2. Een aantal handhavingsadviezen van de GGD zijn blijven liggen in 2017 en 2018.

1. Een plan hoe de gemeente de rechtsongelijkheid ongedaan wil maken en op welke termijn.

2. Een plan hoe de gemeente ervoor gaat zorgen dat in het vervolg alle handhavingsadviezen worden opgepakt. Daarin is ook verwerkt hoe en op welke termijn de nog openstaande handhavingsadviezen worden afgehandeld.

Wij beoordelen na afloop van de overeengekomen termijn of de gemeente aan het criterium handhaving voldoet.

Twee van de vier criteria voor kinderopvang, registervoering en handhaving, hebben wij als onvoldoende beoordeeld. Dit betekent dat de gemeente de uitvoering van de wettelijke taken toezicht en handhaving kinderopvang niet volledig op orde heeft. De gemeente dient ervoor te zorgen dat zij de tekortkomingen herstelt. De inspectie stelt vast dat de gemeente de tekortkomingen voortvarend aanpakt.

Zij blijft in contact met de gemeente Laarbeek om de voortgang van het herstel in de uitvoering van de wettelijke taken te monitoren.

(22)

3 . Kwaliteit van de locaties samengevat

In dit hoofdstuk geven we in paragraaf 3.1 een beeld van de naleving van de wettelijke regels kinderopvang en de basisvoorwaarden voorschoolse educatie door de kinderopvangvoorzieningen in de gemeente Laarbeek. Daarna beschrijven we in paragraaf 3.2 de uitkomsten van de onderzoeken op de vve locaties.

3.1. Kwaliteit van kinderdagverblijven met ve volgens de GGD

In de gemeente Laarbeek worden kinderen opgevangen bij kinderdagverblijven (KDV), buitenschoolse opvang (BSO) en

voorzieningen voor gastouderopvang (VGO). Onder KDV vallen ook de peuterspeelzalen. Een deel van de KDV ontvangt subsidie voor het aanbieden van voorschoolse educatie (VE).

Hierna geven we een beeld van de naleving van de wettelijke regels kinderopvang en de basisvoorwaarden voorschoolse educatie in de gemeente Laarbeek. Dit doen we op basis van de rapporten van de toezichthouders van de GGD. We betrekken onder andere de jaarlijkse onderzoeken (inclusief de onderzoeken na registratie). Ook brengen we het aantal voorzieningen in beeld waar de GGD drie jaar achtereen geen of juist wel een advies om te handhaven voor heeft afgegeven.
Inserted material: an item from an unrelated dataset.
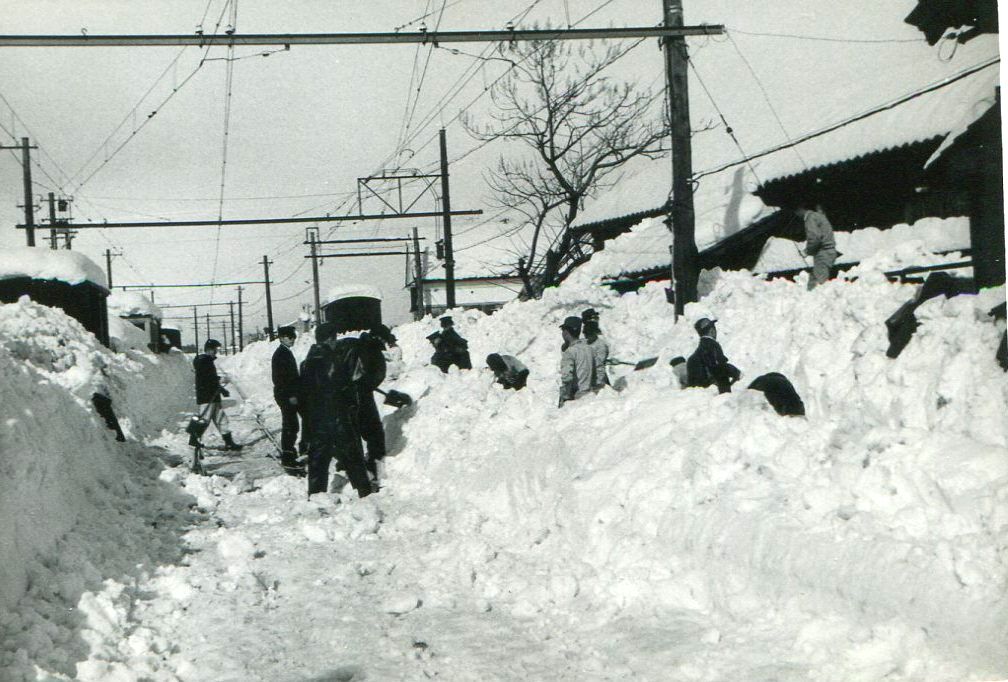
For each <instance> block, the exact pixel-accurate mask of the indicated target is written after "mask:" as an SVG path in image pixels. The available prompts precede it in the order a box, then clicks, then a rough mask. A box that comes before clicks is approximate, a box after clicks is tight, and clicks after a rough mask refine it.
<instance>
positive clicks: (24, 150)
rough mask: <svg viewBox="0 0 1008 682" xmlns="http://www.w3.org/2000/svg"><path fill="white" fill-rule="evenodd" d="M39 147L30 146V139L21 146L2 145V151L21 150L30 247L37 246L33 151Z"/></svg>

Deze voorzieningen hebben structureel wel of juist niet de wettelijke regels kinderopvang en/of de basisvoorwaarden voorschoolse educatie op orde. Waar relevant benoemen we ook om hoeveel tekortkomingen het gaat en welk type tekortkomingen het betreft.

Aantal kinderopvangvoorzieningen

Tussen 2016 en 2017 is het totaal aantal KDV in de gemeente Laarbeek gelijk gebleven; in beide jaren waren er 13 opvangvoorzieningen. In 2017 bieden 7 KDV voorschoolse educatie aan met subsidie van de gemeente. Ook het aantal BSO is tussen 2016 en 2017 gelijk gebleven, in beide jaren waren er 11 voorzieningen. Het aantal VGO is in die periode flink gedaald van 83 naar 68.

Algemeen beeld van de kinderopvangvoorzieningen in de gemeente Laarbeek

In positieve zin valt op dat de toezichthouder van de GGD voor de helft van de kinderopvangvoorzieningen in de gemeente Laarbeek, drie jaar achtereen geen handhavingsadvies heeft gegeven aan de gemeente. Deze voorzieningen voldoen daarmee structureel aan de wettelijke regels kinderopvang en de basisvoorwaarden voorschoolse educatie.

In 2017 voldoet iets minder dan twee derde van de

(23)

kinderopvangvoorzieningen aan de wettelijke regels kinderopvang en de basisvoorwaarden voorschoolse educatie. Wel zien we dat de toezichthouder van de GGD bij de inspecties vaak slechts één tekortkoming vaststelt. Bij twee inspecties werden echter respectievelijk vijf en zeven tekortkomingen vastgesteld op verschillende onderzochte thema’s.

KDV

In 2016 en 2017 voldeden ongeveer evenveel voorzieningen (na afronding van het onderzoeksrapport) aan de wettelijke regels kinderopvang (10 in 2016 en 11 in 2017). Bij zeven KDV (54%) heeft de toezichthouder van de GGD drie jaar achtereen geen

handhavingsadvies afgegeven.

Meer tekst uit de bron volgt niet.